Drake: Marriage. Looking forward to that. I met a wonderful girl, of all places, through the radio station. I never expected that. I met her at a remote back in my on-air days. She’s a medical student and is going to be a doctor within a year and a half and supporting my semi-employed ass for hopefully the rest of my life. It’s fantastic because we’re such a great compliment. She is the science and math person and I’m the creative artistic type. So we’re the yin to each other’s yang. Here she is, she’s a medical student, and she thinks I’m a creative genius. I’ve got her snowed!
As for the career, I’m loving my present job with Infinity. This has been such a great place to work.
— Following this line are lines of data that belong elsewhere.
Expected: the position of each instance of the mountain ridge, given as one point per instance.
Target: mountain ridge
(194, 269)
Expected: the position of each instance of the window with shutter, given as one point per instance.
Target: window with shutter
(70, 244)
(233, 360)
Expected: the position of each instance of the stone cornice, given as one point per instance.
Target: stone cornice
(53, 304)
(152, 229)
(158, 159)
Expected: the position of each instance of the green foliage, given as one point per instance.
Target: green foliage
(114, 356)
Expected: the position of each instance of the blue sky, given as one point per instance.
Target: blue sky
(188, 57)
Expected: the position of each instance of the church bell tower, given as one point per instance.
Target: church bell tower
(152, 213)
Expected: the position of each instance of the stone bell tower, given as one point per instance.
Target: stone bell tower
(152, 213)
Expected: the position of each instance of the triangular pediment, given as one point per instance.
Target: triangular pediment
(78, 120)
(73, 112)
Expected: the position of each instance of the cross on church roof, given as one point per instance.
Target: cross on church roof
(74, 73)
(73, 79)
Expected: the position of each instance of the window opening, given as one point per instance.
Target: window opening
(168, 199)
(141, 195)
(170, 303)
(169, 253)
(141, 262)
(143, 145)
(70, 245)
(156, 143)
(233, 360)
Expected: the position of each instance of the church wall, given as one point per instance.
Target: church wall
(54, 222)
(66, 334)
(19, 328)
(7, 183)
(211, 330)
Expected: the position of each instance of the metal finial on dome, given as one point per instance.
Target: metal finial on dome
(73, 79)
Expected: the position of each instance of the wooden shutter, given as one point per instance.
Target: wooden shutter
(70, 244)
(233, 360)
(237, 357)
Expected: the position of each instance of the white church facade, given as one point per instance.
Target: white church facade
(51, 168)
I owe so much to the people that work here. Keith Clark who is our Vice President of Programming found a place for me. He saw this in me before I saw it. He gave me the shot at the imaging and the vote of confidence in adding Y108 to my workload. Keith has been a great champion and a great patron of my talents. There’s our Assistant Program Director, Johnny Hartwell, a great writing partner, a great motivator. I call him Johnny Palooza because everything he does he keeps at a tumult. He exudes a lot of energy and a lot of excitement, and it translates on the air to his broadcast, and it translates to the staff and to the promotions that we do. Ryan Mill, who is our Program Director for our rock station, who originally was the Creative Services Director for what was then B94 and the Point, was my mentor. When I was an intern, he had just gotten hired here and he asked me, “So what do you want to be when you grow up?” And I said, “Ryan, I want to be you!” He was doing a little air shift mid-days and doing imaging for both stations, and that’s the guy I wanted to be ten years ago.
Everybody here is great to work with. Our Promotion Directors are wonderful as are my production counterparts at WRKZ. The imaging guy there is Kevyn Howard. And down at KDKA, Matt Anthony is another great imaging and voiceover talent. Pittsburgh may get knocked around because of our steel town image and the perceptions that people have of Pittsburgh from the outside. But I’ll tell you what, it’s a great imaging town. And I’ve been disappointed when I go to other markets, especially larger markets, and I listen to the radio stations hoping to gain some ideas. For instance, my fiancé went to medical school in Philadelphia for two years, and there was only one station that I really listened to because it was a hot AC. It had some great ideas and great imaging, and then they ended up flipping formats. It was just jingles with no real meat or fun to it, at least at the time. I don’t know if things have changed.
But I feel like in Pittsburgh we’re doing some really creative and fun stuff for our listeners, and not just within the Infinity group but with some of the other companies around town as well. In fact, I recently won the Achievement in Radio Award for Best Creative Services Director and was rather surprised because of the caliber of talent that was in the category. There were some past winners as well as my counterparts here within Infinity, all of them tremendous producers and imagers.